2D Janus TeMoZAZ’ (A = Si,Ge; Z,Z’ = N, P, As; Z ≠ Z'): First‐Principles Insight into the Electronics, and Piezoelectric Properties

Abstract

AbstractJanus materials possess a diverse array of properties resulting from the breaking of mirror and inversion symmetries, holding significant potential for nanodevices. This study explores the novel TeMoZAZ' (A = Si,Ge; Z,Z' = N, P, As; Z ≠ Z') monolayers derived from the MoA2Z4 monolayer. Utilizing first‐principles calculations, the stability, electronic, transport, mechanical, and piezoelectric properties of the TeMoZAZ' monolayers are investigated. Among the 12 investigated structures, only five‐ TeMoNSiP, TeMoNSiAs, TeMoPSiAs, TeMoAsSiP and TeMoAsGeP monolayers‐ are found to be stable. The electronic properties analysis reveals metallic behavior in the TeMoNSiAs monolayer, while the remaining structures exhibit indirect or direct band gap semiconductor properties.
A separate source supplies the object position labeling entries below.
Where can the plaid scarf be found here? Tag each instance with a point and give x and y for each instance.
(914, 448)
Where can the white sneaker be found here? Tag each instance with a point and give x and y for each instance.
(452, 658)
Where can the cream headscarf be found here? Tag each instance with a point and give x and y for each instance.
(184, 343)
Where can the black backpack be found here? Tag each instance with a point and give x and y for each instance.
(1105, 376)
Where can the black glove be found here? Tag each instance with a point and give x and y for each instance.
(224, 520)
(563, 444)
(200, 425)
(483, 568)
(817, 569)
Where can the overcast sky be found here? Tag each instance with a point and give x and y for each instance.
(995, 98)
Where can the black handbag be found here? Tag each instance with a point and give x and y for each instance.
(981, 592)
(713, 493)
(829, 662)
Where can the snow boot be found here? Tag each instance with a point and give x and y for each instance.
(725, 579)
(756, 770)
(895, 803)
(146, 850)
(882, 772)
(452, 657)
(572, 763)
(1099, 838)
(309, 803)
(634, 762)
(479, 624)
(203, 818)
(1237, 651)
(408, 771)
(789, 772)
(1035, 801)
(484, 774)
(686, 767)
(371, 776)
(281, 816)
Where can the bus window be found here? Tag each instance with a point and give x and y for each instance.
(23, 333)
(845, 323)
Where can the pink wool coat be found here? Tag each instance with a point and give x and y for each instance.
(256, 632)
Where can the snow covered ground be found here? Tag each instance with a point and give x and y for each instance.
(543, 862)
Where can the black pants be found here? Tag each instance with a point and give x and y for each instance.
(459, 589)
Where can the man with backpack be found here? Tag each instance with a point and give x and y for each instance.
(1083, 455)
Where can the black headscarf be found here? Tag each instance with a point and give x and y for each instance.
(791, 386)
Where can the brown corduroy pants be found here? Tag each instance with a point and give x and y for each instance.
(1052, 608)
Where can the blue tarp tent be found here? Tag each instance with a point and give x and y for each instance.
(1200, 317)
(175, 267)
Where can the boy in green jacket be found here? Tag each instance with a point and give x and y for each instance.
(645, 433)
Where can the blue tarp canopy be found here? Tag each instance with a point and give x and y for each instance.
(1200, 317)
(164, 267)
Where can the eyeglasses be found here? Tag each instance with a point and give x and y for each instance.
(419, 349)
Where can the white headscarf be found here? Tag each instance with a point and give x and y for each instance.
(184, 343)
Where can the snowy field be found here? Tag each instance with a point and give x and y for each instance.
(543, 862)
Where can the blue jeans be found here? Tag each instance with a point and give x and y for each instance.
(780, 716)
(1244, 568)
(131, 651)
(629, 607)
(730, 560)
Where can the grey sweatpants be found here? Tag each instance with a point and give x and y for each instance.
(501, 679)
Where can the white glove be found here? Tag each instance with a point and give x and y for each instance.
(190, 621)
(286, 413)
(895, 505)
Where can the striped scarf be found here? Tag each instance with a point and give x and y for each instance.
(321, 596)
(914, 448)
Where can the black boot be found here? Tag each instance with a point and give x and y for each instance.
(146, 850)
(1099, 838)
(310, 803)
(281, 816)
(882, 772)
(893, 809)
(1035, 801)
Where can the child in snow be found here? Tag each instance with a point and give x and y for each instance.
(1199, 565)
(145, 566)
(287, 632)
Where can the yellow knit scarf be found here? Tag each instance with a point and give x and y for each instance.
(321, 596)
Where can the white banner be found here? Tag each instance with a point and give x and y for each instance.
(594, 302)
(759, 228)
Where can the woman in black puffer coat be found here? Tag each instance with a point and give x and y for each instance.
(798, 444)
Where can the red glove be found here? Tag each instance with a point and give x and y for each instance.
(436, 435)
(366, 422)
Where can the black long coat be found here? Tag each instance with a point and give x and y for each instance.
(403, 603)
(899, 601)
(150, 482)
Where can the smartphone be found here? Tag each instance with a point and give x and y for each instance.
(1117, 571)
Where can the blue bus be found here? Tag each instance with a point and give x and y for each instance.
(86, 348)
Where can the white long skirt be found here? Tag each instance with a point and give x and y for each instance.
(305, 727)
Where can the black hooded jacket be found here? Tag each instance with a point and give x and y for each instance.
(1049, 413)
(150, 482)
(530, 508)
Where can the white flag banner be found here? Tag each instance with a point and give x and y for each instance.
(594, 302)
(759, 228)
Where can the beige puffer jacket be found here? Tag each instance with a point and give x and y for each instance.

Futher examination of the semiconducting monolayers indentifies the TeMoAsSiP monolayer with notably high hole carrier mobility along the y‐direction, reaching up to 3622.33 cm2 s−1 V−1. Moreover, investigation into the piezoelectric properties of these four semiconductor structures suggests their suitability for diverse applications in piezoelectric devices. Additionally, the effects of biaxial strain on the electronic and piezoelectric properties of these four semiconductor structures are explored. These findings propose a novel approach for designing 2D Janus materials, expanding the repertoire of 2D MA2Z4‐based Janus family and offering promising candidates for optoelectronic devices, wearable devices, and electromechanical systems.